- Born: August 8, 1941 Canton, Ohio, U.S.
- Died: October 17, 2021 (aged 80) Los Angeles, California, U.S.
- Known for: Was model for Cagney & Lacey, first female Deputy Chief
- Spouse: Lance Ito
- Police career
- Department: Los Angeles Police Department
- Service years: 1965 - 2002
- Rank: Deputy Chief

= Margaret York =

American police officer (1941–2021)

Margaret York (August 4, 1941 – October 17, 2021) was an American police officer, considered to have had a groundbreaking impact during her time in the Los Angeles Police Department. She was reported to be the inspiration for the American television show Cagney & Lacey.

==LAPD career==
She began working for the Los Angeles Police Department in 1965 as a radio operator, and then attended the police academy and became an officer in 1968. After 24 years in the department she was promoted in 1992 to Captain at the age of 51. She was the fourth woman to achieve that rank in the department. She was promoted to Commander in 1997, only the second woman to rise to that rank. In 2000 she was the first woman promoted to the rank of Deputy Chief. She retired from LAPD in 2002 and became the final chief of the Los Angeles County Office of Public Safety, a special purpose police department for parks, public buildings, and other county facilities. The LACOPS was disbanded in 2009 and the roles, but not the staff, were transferred to the Los Angeles County Sheriff's Department.

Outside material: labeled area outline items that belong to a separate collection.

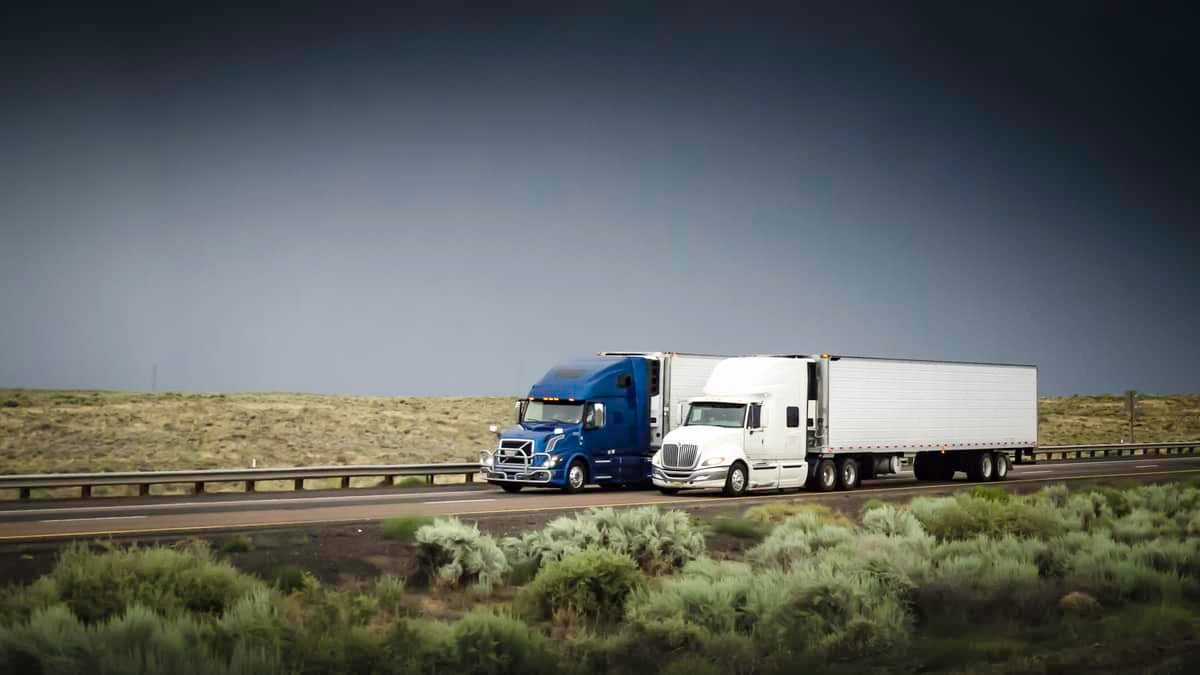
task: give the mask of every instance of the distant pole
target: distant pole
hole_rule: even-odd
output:
[[[1129,416],[1129,442],[1133,443],[1133,420],[1138,414],[1138,392],[1133,389],[1126,392],[1126,414]]]

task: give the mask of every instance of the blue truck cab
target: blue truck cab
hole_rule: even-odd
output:
[[[517,424],[480,456],[488,483],[509,492],[558,488],[577,492],[650,486],[650,456],[672,428],[672,364],[686,359],[688,389],[720,360],[664,352],[600,353],[550,369],[516,401]],[[696,371],[696,365],[700,371]],[[678,416],[677,416],[678,417]]]

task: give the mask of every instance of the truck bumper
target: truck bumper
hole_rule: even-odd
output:
[[[728,465],[694,470],[655,466],[650,470],[650,482],[655,488],[722,488],[728,474]]]

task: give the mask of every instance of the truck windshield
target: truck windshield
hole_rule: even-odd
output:
[[[744,425],[746,407],[744,404],[692,404],[688,408],[688,420],[684,426],[728,426],[739,429]]]
[[[563,424],[578,424],[583,419],[583,404],[548,404],[546,401],[529,401],[521,416],[521,422],[560,422]]]

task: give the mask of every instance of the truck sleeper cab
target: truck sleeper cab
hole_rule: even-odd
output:
[[[480,470],[509,492],[649,486],[649,456],[671,429],[672,387],[698,393],[719,360],[622,352],[558,365],[516,401],[517,424],[480,453]]]

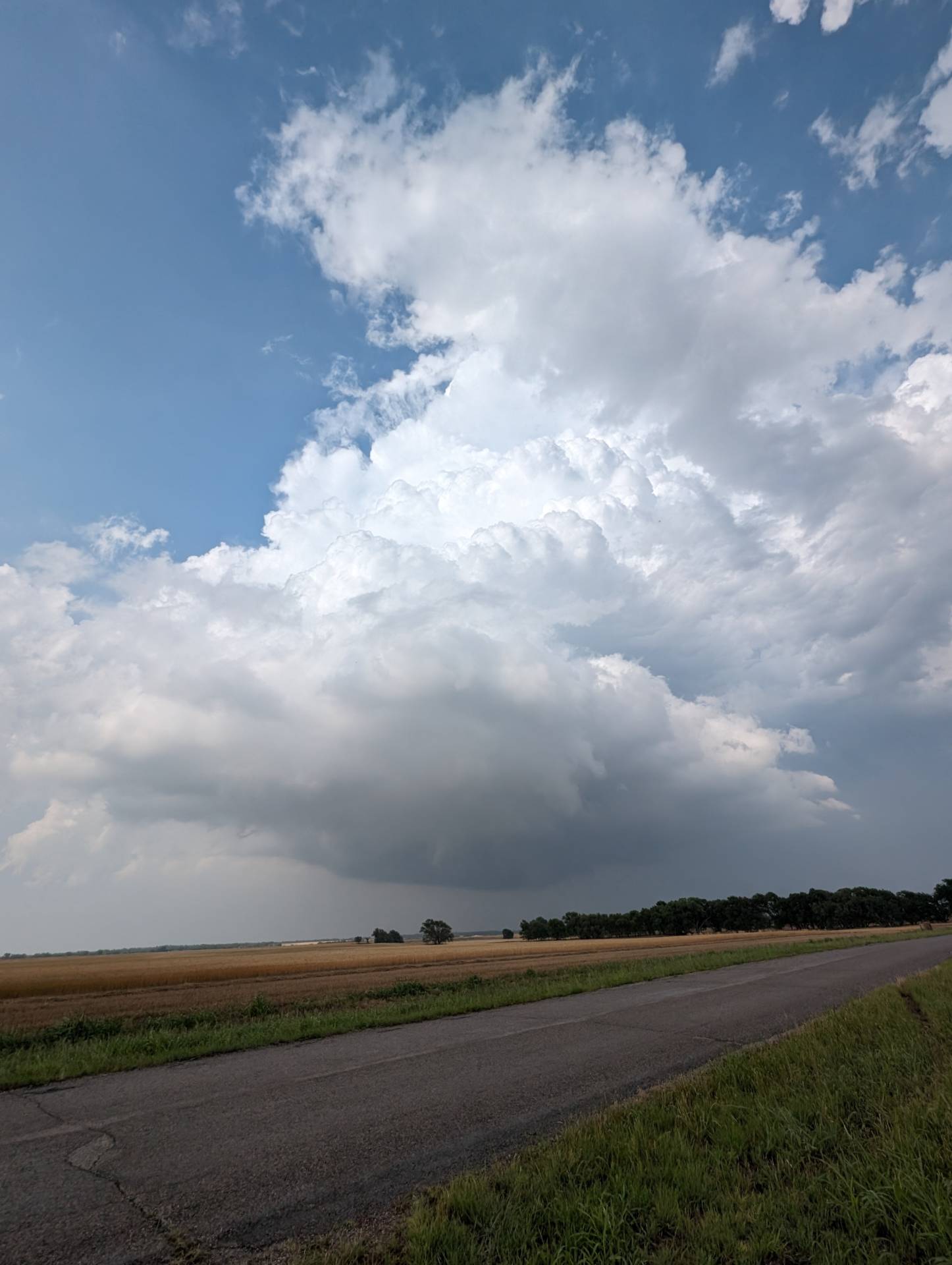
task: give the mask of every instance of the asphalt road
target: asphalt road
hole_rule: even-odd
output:
[[[4,1093],[0,1260],[244,1261],[949,958],[839,949]]]

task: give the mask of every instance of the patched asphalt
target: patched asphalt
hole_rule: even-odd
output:
[[[0,1260],[245,1260],[949,958],[838,949],[3,1093]]]

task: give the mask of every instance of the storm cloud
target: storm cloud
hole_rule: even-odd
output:
[[[290,113],[240,209],[405,367],[336,366],[260,546],[113,520],[0,568],[6,867],[501,889],[834,850],[866,805],[814,722],[948,713],[952,268],[832,286],[815,223],[742,231],[723,173],[577,130],[571,89],[435,113],[378,57]]]

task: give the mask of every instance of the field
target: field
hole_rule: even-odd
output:
[[[870,929],[871,930],[871,929]],[[912,927],[882,934],[908,935]],[[0,961],[0,1031],[87,1017],[168,1015],[364,993],[400,980],[437,983],[479,974],[568,969],[724,951],[800,940],[853,939],[867,931],[762,931],[644,940],[530,941],[480,937],[449,945],[305,944],[249,949],[21,958]]]
[[[420,1197],[298,1265],[952,1261],[952,964]]]
[[[904,937],[934,935],[948,935],[948,931],[906,931]],[[225,987],[216,982],[11,998],[3,1003],[8,1016],[30,1006],[56,1004],[68,1009],[52,1022],[8,1021],[0,1027],[0,1089],[335,1036],[360,1028],[416,1023],[687,972],[826,953],[843,944],[874,944],[894,937],[895,934],[788,936],[785,940],[779,937],[778,942],[778,937],[743,936],[741,945],[729,947],[737,937],[717,936],[705,937],[713,944],[684,945],[681,940],[674,946],[675,951],[670,945],[666,951],[654,945],[650,949],[636,946],[632,951],[631,941],[623,941],[623,949],[612,947],[611,942],[595,942],[587,953],[573,950],[573,946],[552,945],[545,955],[545,969],[527,965],[540,960],[537,946],[528,945],[518,946],[517,961],[525,969],[515,969],[513,958],[502,951],[512,946],[499,941],[502,947],[496,955],[488,953],[477,959],[482,974],[473,972],[474,961],[467,955],[470,946],[463,942],[442,951],[434,950],[431,965],[415,966],[405,958],[403,964],[368,966],[359,977],[353,968],[341,968],[338,974],[315,969],[291,980],[290,998],[274,996],[282,983],[287,983],[281,975],[233,980],[231,985],[240,984],[244,989],[260,988],[264,982],[268,992],[258,990],[245,1001],[217,1001],[216,1004],[211,1004],[210,999],[220,998]],[[422,951],[420,946],[406,949],[408,955]],[[388,946],[384,953],[389,958],[394,946]],[[584,953],[588,960],[579,963],[579,953]],[[344,993],[339,990],[341,978],[350,982]],[[354,988],[355,978],[365,987]],[[320,993],[321,988],[324,993]],[[178,1004],[159,1011],[153,999],[166,996],[176,998]],[[206,1004],[196,1004],[197,998]],[[96,1015],[94,1003],[111,1004],[114,1011]]]

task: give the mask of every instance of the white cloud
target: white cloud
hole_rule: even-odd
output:
[[[149,531],[135,519],[119,516],[91,522],[82,528],[81,535],[88,541],[91,553],[105,562],[114,562],[121,554],[148,553],[168,540],[164,528]]]
[[[378,59],[288,116],[245,214],[411,361],[335,374],[259,548],[110,520],[0,568],[9,868],[499,888],[856,829],[800,717],[939,673],[949,268],[831,286],[570,87],[434,116]]]
[[[788,190],[780,195],[780,200],[764,221],[771,233],[785,229],[803,210],[803,194],[798,188]]]
[[[293,334],[276,334],[274,338],[269,338],[267,343],[262,344],[262,353],[272,355],[277,347],[281,347],[282,343],[290,343],[293,336]]]
[[[745,57],[754,57],[756,51],[757,44],[750,22],[738,22],[735,27],[728,27],[721,39],[721,48],[718,49],[708,83],[726,83],[735,75]]]
[[[828,34],[839,30],[852,16],[853,9],[865,3],[866,0],[823,0],[821,27]],[[809,6],[810,0],[770,0],[774,22],[789,22],[794,27],[803,22]]]
[[[770,0],[770,11],[775,22],[789,22],[799,25],[807,16],[810,0]]]
[[[248,47],[241,0],[195,0],[183,10],[171,42],[188,51],[221,44],[229,57],[238,57]]]
[[[823,13],[819,24],[827,33],[843,28],[852,18],[856,4],[862,0],[823,0]]]
[[[870,109],[858,128],[837,132],[833,120],[823,113],[814,119],[810,132],[832,154],[845,159],[848,188],[875,187],[882,163],[903,148],[904,118],[903,108],[888,97]]]
[[[925,109],[919,115],[924,129],[924,143],[936,148],[943,158],[952,157],[952,38],[936,58],[923,83],[923,96],[932,92]]]
[[[896,163],[905,176],[917,156],[934,148],[942,158],[952,156],[952,39],[939,52],[920,91],[905,104],[884,97],[867,113],[858,128],[838,130],[824,111],[810,130],[829,152],[846,161],[850,188],[875,187],[880,168]],[[925,108],[913,119],[923,101]]]

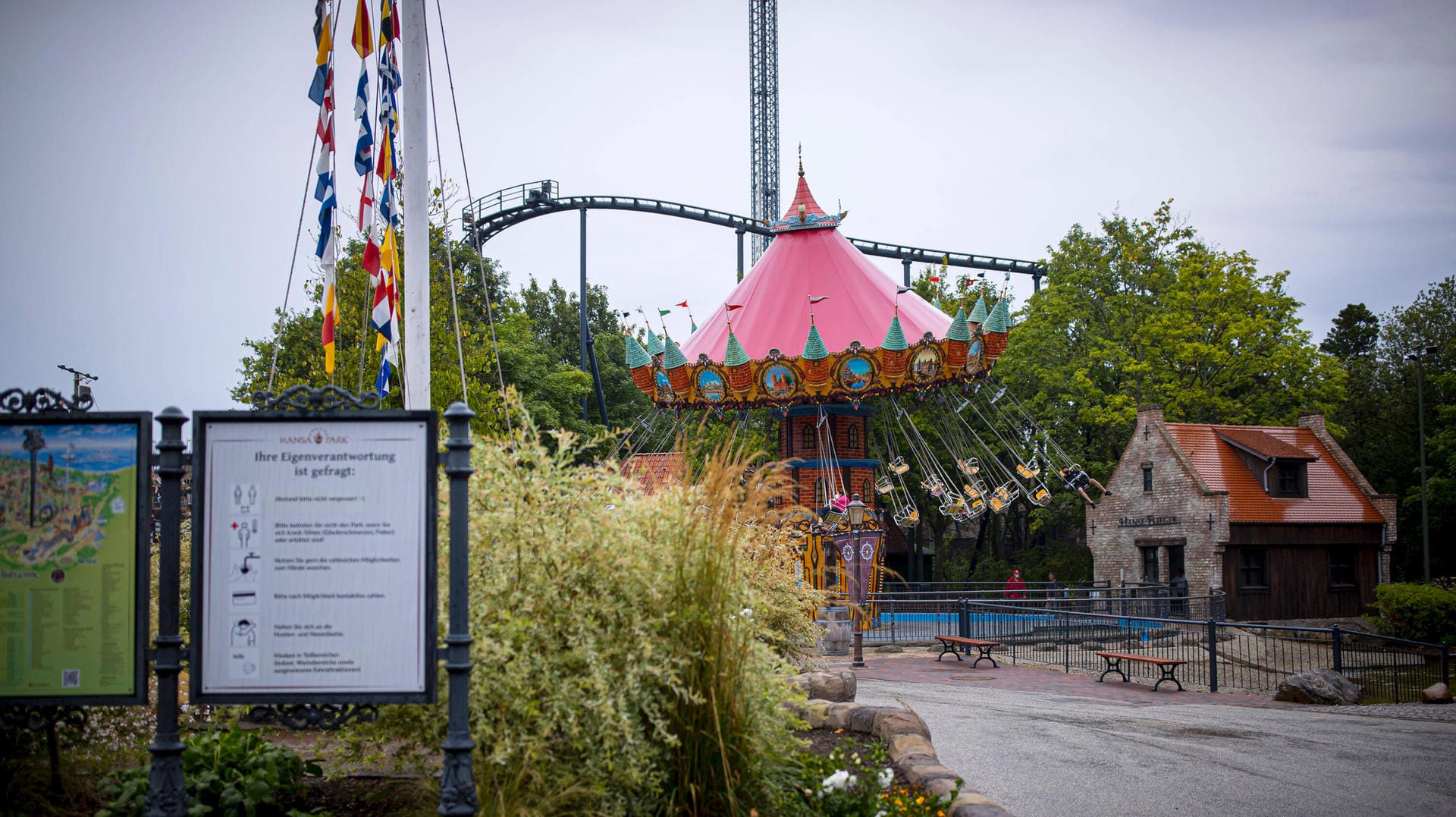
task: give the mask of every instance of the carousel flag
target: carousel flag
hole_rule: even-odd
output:
[[[354,12],[354,36],[349,39],[360,60],[374,52],[374,32],[370,31],[368,22],[368,3],[360,0]]]

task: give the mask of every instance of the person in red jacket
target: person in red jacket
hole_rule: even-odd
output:
[[[1006,597],[1008,599],[1026,597],[1026,583],[1021,580],[1021,571],[1010,571],[1010,578],[1006,580]]]

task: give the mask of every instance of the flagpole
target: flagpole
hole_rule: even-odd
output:
[[[430,121],[425,98],[425,0],[402,0],[399,103],[405,172],[405,408],[430,408]]]

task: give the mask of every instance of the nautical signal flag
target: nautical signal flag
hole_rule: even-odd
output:
[[[329,73],[329,57],[333,54],[333,32],[329,22],[329,6],[322,0],[313,7],[313,39],[319,44],[319,54],[314,58],[313,83],[309,84],[309,99],[314,105],[323,105],[323,83]]]
[[[360,60],[374,52],[374,33],[368,23],[368,3],[360,0],[358,9],[354,10],[354,36],[349,38]]]
[[[360,63],[360,84],[354,92],[354,118],[360,121],[360,138],[354,143],[354,169],[368,176],[374,166],[374,131],[368,125],[368,66]]]

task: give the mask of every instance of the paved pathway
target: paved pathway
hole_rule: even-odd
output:
[[[920,651],[866,661],[858,699],[914,708],[942,762],[1021,817],[1456,816],[1456,722],[1427,719],[1456,721],[1456,706],[1155,693],[1034,667],[936,666]]]

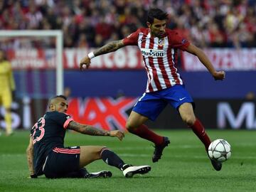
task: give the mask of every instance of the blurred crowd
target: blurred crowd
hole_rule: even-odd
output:
[[[168,28],[201,48],[256,47],[255,0],[0,0],[0,29],[61,29],[66,48],[100,47],[145,27],[154,6],[168,12]],[[1,46],[28,43],[11,41]]]

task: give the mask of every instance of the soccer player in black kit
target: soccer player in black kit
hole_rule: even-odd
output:
[[[107,132],[75,122],[65,113],[68,107],[65,96],[55,96],[50,100],[48,112],[32,127],[26,150],[31,178],[43,174],[50,178],[111,177],[110,171],[88,173],[84,168],[100,159],[108,165],[120,169],[126,177],[144,174],[151,170],[149,166],[134,166],[124,164],[115,153],[104,146],[65,147],[67,129],[85,134],[117,137],[120,141],[124,137],[119,130]]]

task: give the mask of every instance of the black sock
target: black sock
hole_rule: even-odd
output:
[[[101,157],[107,164],[115,166],[119,169],[124,166],[124,161],[113,151],[105,149],[101,153]]]

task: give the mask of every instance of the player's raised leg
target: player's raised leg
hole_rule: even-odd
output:
[[[6,135],[9,136],[13,134],[13,131],[11,129],[11,108],[6,108],[5,114],[4,114],[4,120],[6,122]]]
[[[144,174],[151,170],[149,166],[136,166],[125,164],[119,156],[105,146],[82,146],[80,149],[80,167],[102,159],[107,164],[115,166],[121,170],[126,177],[132,177],[137,174]]]
[[[144,124],[147,119],[146,117],[132,111],[128,118],[126,128],[129,132],[155,144],[152,161],[156,162],[161,159],[164,149],[168,146],[170,141],[168,137],[158,135]]]
[[[193,132],[200,139],[205,146],[206,153],[208,154],[208,149],[210,144],[210,139],[206,132],[206,129],[203,127],[201,122],[196,118],[193,112],[193,106],[189,102],[185,102],[178,107],[178,112],[181,114],[182,120],[191,127]],[[222,164],[211,160],[211,164],[213,168],[216,171],[220,171],[222,167]]]

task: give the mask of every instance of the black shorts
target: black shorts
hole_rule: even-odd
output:
[[[47,178],[82,177],[79,167],[80,146],[55,147],[46,157],[43,172]]]

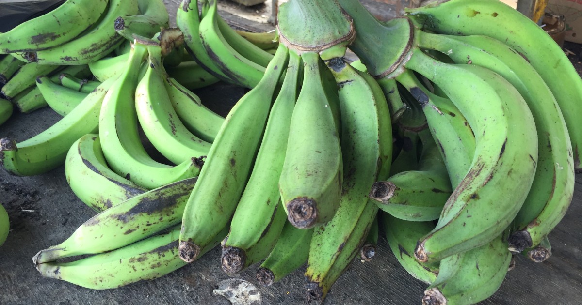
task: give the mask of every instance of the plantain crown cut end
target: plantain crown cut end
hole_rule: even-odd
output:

York was partnered with another woman, Helen Kidder, in the homicide department in the 1970s and they reportedly had the highest rate of confessions of any team. That team was reportedly the inspiration for the television show Cagney & Lacey that paired two female detectives, although the show was situated in New York City.

== O. J. Simpson trial ==
In 1981 York married Lance Ito, a prosecutor who later was appointed judge for the Los Angeles Superior Court. During the O. J. Simpson murder case trial, over which Ito presided, a key witness in the trial was Mark Fuhrman, a police officer who once was a subordinate of York's. Fuhrman had been caught on tape disparaging York, and the prosecution in the trial threatened to call York as a witness as a way to disqualify Ito from continuing his role in the case.

==Personal life==
York was involved in philanthropic work, particularly with the Salvation Army. She died on October 17, 2021, at the age of 80.